L B Skinner, M Galib, J L Fulton, C J Mundy, J B Parise, V-T Pham, G K Schenter, C J Benmore

Affiliations

  1. X-Ray Science Division, Advanced Photon Source, Argonne National Laboratory, Argonne, Illinois 60439, USA.
  2. Physical and Computational Sciences Division, Pacific Northwest National Laboratory, Richland, Washington 99354, USA.
  3. Mineral Physics Institute, Stony Brook University, Stony Brook, New York, New York 11794-2100, USA.
  4. Synchrotron SOLEIL, L'Orme des Merisiers, Saint-Aubin, BP48, 91192 Gif-sur-Yvette, France.
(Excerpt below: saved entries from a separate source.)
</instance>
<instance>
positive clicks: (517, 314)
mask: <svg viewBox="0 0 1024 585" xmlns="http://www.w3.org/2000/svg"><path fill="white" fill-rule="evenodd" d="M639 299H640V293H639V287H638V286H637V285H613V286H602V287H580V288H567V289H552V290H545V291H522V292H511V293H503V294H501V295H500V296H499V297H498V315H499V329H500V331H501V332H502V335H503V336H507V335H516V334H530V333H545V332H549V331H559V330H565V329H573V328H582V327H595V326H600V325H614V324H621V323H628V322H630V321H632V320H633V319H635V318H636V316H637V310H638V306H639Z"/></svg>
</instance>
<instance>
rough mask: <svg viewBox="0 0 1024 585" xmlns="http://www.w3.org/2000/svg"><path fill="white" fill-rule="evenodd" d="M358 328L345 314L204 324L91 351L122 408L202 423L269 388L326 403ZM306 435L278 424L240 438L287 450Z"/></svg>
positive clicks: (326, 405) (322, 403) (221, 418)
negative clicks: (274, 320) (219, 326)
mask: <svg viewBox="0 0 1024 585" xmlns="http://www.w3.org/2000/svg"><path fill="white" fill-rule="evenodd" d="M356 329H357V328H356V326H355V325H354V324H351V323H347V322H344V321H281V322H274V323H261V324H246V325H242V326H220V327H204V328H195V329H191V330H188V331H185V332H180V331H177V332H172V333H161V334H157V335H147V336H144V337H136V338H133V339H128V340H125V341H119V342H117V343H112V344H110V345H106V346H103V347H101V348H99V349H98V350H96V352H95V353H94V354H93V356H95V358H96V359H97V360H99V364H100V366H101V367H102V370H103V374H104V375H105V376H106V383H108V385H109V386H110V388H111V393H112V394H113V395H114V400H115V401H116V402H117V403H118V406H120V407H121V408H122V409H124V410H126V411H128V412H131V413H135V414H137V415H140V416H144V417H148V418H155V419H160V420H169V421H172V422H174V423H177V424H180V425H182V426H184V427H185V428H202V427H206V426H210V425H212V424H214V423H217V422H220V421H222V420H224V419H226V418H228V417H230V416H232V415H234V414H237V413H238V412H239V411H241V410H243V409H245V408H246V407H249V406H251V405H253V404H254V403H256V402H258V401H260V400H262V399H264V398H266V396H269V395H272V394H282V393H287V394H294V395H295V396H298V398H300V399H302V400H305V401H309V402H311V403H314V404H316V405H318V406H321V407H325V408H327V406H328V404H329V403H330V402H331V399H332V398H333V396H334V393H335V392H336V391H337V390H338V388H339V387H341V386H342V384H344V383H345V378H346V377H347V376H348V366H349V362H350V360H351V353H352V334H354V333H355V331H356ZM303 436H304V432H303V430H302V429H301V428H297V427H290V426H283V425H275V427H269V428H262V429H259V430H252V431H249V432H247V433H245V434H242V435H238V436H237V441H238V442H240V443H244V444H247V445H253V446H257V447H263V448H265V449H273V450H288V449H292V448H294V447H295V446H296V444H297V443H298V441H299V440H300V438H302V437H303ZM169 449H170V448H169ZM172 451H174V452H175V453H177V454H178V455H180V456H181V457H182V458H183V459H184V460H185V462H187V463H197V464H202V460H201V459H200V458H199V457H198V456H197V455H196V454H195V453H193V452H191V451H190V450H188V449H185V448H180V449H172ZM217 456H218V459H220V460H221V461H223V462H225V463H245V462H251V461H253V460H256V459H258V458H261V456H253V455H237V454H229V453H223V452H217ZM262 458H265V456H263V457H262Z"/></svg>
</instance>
PMID: 27059577 DOI: 10.1063/1.4944935

Abstract

X-ray diffraction measurements of liquid water are reported at pressures up to 360 MPa corresponding to a density of 0.0373 molecules per Å(3). The measurements were conducted at a spatial resolution corresponding to Q(max) = 16 Å(-1). The method of data analysis and measurement in this study follows the earlier benchmark results reported for water under ambient conditions having a density of 0.0333 molecules per Å(3) and Q(max) = 20 Å(-1) [J. Chem. Phys. 138, 074506 (2013)] and at 70 °C having a density of 0.0327 molecules per Å(3) and Q(max) = 20 Å(-1) [J. Chem. Phys. 141, 214507 (2014)]. The structure of water is very different at these three different T and P state points and thus they provide the basis for evaluating the fidelity of molecular simulation. Measurements show that at 360 MPa, the 4 waters residing in the region between 2.3 and 3 Å are nearly unchanged: the peak position, shape, and coordination number are nearly identical to their values under ambient conditions. However, in the region above 3 Å, large structural changes occur with the collapse of the well-defined 2nd shell and shifting of higher shells to shorter distances. The measured structure is compared to simulated structure using intermolecular potentials described by both first-principles methods (revPBE-D3) and classical potentials (TIP4P/2005, MB-pol, and mW). The DFT-based, revPBE-D3, method and the many-body empirical potential model, MB-pol, provide the best overall representation of the ambient, high-temperature, and high-pressure data. The revPBE-D3, MB-pol, and the TIP4P/2005 models capture the densification mechanism, whereby the non-bonded 5th nearest neighbor molecule, which partially encroaches the 1st shell at ambient pressure, is pushed further into the local tetrahedral arrangement at higher pressures by the more distant molecules filling the void space in the network between the 1st and 2nd shells.